One must remember, however, that tPA-dependent plasminogen activation principally occurs in a local, cofactor-dependent manner (i.e., on the surface of fibrin, cells, or cell debris), where plasmin is less susceptible to inhibition; such a shielding process is absolutely essential for the progression of clot degradation. As clot dissolution is ultimately achieved and free plasmin activity is also detected in plasma during thrombolysis, uninhibited in situ-generated plasmin is certainly available during rtPA treatment for interaction with brain capillaries in infarcted as well as in unaffected brain tissue. Hence the unique conditions evolving during thrombolysis, when excess rtPA interacts with circulating plasminogen, increase the likelihood of a plasmin-dependent BBB alteration, in keeping with our original hypothesis.

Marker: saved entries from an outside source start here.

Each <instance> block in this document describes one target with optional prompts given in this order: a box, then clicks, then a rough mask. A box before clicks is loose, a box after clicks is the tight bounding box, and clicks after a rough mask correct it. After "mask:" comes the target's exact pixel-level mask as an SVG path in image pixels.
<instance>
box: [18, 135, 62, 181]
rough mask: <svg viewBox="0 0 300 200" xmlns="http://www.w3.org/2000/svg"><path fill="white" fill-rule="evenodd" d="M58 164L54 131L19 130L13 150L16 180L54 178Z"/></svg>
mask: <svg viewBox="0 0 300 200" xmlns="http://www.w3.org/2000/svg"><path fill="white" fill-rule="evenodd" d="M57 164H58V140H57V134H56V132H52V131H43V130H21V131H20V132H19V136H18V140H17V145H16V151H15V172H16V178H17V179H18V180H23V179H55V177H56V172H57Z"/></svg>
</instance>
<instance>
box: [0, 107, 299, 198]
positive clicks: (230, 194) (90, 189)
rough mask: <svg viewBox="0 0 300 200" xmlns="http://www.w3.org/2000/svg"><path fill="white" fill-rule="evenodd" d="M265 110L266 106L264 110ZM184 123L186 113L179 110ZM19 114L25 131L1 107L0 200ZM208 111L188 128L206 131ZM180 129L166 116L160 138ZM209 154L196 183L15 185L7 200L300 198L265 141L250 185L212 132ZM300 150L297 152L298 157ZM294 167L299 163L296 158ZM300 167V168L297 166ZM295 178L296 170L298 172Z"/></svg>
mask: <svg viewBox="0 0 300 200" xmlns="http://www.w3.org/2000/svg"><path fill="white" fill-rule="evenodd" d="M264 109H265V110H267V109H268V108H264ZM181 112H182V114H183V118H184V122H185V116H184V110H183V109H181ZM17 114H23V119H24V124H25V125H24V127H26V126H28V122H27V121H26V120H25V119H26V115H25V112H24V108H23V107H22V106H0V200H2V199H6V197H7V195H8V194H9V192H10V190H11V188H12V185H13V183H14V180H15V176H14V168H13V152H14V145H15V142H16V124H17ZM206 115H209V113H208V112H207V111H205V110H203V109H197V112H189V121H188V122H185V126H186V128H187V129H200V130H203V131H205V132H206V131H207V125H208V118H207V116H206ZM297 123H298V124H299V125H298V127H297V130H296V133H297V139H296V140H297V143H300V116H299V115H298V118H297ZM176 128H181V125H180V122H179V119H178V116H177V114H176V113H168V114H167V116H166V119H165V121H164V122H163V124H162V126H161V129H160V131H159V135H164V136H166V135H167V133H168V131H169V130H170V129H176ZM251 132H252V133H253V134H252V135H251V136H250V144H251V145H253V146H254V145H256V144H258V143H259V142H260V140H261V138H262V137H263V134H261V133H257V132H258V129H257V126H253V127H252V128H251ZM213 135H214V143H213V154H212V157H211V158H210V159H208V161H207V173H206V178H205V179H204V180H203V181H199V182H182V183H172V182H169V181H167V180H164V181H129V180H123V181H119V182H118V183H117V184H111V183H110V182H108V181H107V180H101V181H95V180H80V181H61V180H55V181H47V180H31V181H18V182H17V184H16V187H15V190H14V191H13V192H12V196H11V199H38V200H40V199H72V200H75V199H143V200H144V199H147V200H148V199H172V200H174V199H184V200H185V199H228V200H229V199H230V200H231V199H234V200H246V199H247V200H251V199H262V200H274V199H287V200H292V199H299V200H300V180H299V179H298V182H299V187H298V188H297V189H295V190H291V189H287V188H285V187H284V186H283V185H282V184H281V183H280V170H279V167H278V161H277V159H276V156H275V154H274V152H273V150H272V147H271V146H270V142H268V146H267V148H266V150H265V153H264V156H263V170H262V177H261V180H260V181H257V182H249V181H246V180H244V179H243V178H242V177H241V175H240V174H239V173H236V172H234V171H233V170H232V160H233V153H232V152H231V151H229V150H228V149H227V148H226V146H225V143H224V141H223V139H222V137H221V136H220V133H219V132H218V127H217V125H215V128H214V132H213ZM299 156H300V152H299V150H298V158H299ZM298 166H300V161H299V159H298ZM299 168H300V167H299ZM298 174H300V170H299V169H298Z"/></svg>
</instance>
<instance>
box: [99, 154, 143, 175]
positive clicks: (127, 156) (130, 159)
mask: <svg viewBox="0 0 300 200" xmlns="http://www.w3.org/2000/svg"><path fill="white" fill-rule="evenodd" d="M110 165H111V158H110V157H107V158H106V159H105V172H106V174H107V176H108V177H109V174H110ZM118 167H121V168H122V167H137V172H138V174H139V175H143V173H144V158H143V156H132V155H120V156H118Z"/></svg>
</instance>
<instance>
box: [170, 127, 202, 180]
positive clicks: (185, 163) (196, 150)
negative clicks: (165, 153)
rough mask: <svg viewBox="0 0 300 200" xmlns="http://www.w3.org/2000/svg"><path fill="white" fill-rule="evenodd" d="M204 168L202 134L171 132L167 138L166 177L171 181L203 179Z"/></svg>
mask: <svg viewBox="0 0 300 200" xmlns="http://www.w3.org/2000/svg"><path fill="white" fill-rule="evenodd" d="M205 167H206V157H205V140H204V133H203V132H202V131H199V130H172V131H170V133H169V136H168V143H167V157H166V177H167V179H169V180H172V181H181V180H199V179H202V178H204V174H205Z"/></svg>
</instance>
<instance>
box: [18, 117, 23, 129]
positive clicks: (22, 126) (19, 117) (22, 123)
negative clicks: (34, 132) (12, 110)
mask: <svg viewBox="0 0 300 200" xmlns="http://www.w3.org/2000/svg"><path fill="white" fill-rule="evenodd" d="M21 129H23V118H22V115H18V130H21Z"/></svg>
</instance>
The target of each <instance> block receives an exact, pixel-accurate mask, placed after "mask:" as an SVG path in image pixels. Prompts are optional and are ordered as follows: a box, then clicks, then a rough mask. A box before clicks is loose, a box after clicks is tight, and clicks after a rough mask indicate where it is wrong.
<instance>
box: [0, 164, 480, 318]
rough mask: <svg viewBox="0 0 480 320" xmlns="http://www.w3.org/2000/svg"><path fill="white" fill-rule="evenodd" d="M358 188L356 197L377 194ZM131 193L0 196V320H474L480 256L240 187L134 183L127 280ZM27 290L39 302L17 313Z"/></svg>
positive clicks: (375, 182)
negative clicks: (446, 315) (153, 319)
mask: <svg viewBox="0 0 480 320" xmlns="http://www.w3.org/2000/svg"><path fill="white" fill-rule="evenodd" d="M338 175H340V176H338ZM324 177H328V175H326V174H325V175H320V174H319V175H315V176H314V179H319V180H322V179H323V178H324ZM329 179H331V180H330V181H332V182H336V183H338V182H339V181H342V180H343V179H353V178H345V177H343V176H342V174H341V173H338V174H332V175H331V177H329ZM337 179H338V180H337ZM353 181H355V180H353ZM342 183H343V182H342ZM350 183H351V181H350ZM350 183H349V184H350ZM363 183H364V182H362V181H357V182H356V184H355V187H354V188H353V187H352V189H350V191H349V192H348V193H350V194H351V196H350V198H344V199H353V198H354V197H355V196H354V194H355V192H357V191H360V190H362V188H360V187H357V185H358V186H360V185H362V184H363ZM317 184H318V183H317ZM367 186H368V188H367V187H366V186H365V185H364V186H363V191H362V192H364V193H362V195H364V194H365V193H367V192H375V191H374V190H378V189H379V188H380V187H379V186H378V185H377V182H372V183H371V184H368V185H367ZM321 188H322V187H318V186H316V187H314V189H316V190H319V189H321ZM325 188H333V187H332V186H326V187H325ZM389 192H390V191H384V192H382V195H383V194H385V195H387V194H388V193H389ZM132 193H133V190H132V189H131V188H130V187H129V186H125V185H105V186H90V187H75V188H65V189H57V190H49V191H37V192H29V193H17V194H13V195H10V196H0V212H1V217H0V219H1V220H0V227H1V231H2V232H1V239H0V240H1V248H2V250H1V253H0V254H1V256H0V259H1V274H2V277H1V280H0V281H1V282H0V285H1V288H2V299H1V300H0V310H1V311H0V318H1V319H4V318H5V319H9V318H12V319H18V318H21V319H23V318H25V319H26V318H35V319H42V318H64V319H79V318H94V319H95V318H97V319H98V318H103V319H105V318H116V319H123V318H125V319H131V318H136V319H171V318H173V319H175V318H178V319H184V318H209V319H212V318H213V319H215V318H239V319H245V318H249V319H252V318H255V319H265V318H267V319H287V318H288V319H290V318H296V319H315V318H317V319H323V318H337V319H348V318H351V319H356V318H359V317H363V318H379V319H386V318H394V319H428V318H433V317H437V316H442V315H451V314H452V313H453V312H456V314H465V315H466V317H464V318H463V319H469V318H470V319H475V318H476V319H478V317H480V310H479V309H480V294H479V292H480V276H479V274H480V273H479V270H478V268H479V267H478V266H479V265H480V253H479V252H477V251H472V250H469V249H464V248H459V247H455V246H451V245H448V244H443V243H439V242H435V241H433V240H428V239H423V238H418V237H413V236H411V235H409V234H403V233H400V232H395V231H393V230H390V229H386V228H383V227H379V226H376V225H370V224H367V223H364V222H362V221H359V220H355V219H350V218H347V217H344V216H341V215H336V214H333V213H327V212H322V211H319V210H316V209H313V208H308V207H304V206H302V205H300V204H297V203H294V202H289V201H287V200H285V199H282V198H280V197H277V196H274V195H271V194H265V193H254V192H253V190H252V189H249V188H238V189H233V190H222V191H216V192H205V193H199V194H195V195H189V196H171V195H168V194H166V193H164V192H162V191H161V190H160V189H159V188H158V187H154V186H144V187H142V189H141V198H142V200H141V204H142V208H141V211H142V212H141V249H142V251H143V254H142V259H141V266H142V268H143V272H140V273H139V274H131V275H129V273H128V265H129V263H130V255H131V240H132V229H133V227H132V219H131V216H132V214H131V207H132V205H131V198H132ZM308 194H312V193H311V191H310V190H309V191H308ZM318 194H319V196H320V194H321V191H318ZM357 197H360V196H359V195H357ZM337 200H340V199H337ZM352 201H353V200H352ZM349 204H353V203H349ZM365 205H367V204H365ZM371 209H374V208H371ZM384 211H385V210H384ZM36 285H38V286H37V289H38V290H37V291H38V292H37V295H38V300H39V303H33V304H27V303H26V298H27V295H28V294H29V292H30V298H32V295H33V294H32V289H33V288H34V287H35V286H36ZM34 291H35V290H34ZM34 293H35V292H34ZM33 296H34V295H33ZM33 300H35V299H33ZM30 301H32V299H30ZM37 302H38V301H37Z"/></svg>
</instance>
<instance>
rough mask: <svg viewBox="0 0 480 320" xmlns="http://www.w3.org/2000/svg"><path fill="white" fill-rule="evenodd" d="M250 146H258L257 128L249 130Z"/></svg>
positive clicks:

Taken together, although additional work is needed to distinguish the effects of tPA and plasmin on the BBB, current state-of-the-art suggests that both agents are indeed capable of damaging the cerebral vasculature; the remaining question is to what extent. Future efforts to improve the safety of rtPA treatment in stroke may need to address the non-fibrinolytic effects of plasmin on the BBB without compromising its fibrinolytic capacity. Akin to tPA, such approaches could include blockade of plasmin-triggered intracellular signaling. Simultaneous interference with both tPA and plasmin activities may offer a more efficacious therapeutic option.

The authors declare no conflict of interest.